From mboxrd@z Thu Jan  1 00:00:00 1970
From: Francisco Parada <advanceandconquer@gmail.com>
Subject: Re: RAID6 - CPU At 100% Usage After Reassembly
Date: Sun, 4 Sep 2016 18:48:13 -0400
Message-ID: <CAOW94ute6CZafnAC6AVauqUGsEgVrnO3B27Gn3eVzdWFBJPCQw@mail.gmail.com>
References: <CAOW94ut0uHS8+k0jutOT9bfT__WLbbOJmQC2CFa15HVVe9L4fg@mail.gmail.com>
 <CADEsfxrKeSv5dRNfBoyybHaemPSqCcamTmSZ4P+Yey-rLd8hEg@mail.gmail.com> <CAOW94uv4zSGs+6be3zhcQaGZdiAgg-s4ZHZ=mszcURo6pqJyqA@mail.gmail.com>
Mime-Version: 1.0
Content-Type: text/plain; charset=UTF-8
Return-path: <linux-raid-owner@vger.kernel.org>
In-Reply-To: <CAOW94uv4zSGs+6be3zhcQaGZdiAgg-s4ZHZ=mszcURo6pqJyqA@mail.gmail.com>
Sender: linux-raid-owner@vger.kernel.org
To: "Michael J. Shaver" <jmshaver@gmail.com>
Cc: mdraid <linux-raid@vger.kernel.org>
List-Id: linux-raid.ids

> You are almost certainly hitting the same issue reported several times
> both here and on other forums, although your case is the first one I
> have seen for raid6:


What a bummer, was hoping I was just being dumb and missing something
(here's to hoping though). Luckily, my real important data is backed up.
Just trying to see if I can still recover everything else.

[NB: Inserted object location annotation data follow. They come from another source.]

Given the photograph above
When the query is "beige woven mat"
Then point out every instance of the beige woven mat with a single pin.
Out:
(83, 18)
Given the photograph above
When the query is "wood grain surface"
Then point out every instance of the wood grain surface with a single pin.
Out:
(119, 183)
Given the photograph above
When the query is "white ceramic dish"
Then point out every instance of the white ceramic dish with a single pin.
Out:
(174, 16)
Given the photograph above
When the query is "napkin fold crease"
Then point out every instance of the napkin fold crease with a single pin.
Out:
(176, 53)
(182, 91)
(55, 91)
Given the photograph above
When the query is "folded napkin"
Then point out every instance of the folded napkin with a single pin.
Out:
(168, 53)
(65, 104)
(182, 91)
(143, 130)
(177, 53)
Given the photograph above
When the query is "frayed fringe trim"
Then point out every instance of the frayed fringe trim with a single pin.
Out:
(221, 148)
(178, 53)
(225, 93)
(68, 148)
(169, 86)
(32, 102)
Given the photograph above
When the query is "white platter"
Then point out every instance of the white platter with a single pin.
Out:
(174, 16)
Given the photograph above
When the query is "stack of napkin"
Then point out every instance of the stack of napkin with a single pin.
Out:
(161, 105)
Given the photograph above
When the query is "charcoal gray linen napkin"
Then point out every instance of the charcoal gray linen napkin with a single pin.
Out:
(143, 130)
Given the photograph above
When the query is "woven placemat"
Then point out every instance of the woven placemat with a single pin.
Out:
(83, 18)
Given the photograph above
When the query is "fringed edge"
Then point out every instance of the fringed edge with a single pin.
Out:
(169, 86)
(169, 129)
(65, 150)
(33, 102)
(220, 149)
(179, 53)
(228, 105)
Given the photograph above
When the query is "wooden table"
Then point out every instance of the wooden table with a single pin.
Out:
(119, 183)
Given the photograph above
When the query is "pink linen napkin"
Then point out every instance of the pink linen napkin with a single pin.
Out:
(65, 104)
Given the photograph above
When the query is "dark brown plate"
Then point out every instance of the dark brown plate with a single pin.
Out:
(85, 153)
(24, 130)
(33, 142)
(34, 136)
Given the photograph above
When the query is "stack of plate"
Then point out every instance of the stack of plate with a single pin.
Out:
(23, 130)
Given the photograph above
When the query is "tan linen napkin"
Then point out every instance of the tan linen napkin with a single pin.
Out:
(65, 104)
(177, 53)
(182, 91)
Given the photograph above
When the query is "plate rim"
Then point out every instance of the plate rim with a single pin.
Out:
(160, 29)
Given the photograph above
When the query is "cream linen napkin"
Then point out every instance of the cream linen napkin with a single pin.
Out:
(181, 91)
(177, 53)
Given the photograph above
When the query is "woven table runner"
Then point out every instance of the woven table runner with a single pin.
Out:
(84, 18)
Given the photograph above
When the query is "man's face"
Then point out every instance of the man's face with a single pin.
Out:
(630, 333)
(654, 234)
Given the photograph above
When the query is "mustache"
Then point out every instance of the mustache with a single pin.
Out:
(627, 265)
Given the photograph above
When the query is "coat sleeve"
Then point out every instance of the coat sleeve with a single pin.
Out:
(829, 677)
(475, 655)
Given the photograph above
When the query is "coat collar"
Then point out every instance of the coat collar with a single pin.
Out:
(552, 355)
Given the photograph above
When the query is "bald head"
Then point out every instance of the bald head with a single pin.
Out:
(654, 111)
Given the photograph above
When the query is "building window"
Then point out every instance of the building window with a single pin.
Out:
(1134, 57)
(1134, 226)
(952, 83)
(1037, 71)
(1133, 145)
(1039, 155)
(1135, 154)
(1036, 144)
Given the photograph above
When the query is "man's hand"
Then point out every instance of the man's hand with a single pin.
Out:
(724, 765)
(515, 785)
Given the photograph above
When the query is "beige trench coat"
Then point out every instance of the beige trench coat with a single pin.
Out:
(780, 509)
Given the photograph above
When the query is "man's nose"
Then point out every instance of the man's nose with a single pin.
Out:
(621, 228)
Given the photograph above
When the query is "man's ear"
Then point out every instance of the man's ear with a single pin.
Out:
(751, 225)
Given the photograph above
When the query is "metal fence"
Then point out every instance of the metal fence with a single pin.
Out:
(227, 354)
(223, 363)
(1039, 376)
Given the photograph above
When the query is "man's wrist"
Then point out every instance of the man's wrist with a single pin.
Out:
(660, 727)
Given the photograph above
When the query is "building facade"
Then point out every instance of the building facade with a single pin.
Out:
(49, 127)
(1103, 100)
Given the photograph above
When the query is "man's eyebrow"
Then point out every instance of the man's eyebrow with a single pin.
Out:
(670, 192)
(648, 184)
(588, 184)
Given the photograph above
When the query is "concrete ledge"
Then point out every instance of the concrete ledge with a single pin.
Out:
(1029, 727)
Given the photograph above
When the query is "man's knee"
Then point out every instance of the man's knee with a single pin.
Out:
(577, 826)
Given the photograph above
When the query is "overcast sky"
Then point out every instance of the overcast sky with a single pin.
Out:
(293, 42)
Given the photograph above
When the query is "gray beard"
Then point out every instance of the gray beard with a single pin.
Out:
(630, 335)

> At this time, there have been a couple suggestions on possible fixes
> (disable transparent huge page support in the kernel)


OK, I can try giving that a shot.


> Another gentleman, Bart Van Assche, had suggested a set of patches to
> the kernel scheduler that may help with the problem:
>
> https://lkml.org/lkml/2016/8/3/289


I'll read into this, thank you!


> At this time, my array is still locked up with the exact same symptoms you
> report.


Hopefully we can all work to figure this one out.


To help correlate your problem with what others observed, would it be
> possible for you to share the call stack for the following three
> processes?
>
> mdXXX_raid6
> mdXXX_reshape
> systemd-udevd
>
> Or any other processes reporting deadlock while the reshape is trying to
> run.
>
> Curious to see if you observe the same call stack.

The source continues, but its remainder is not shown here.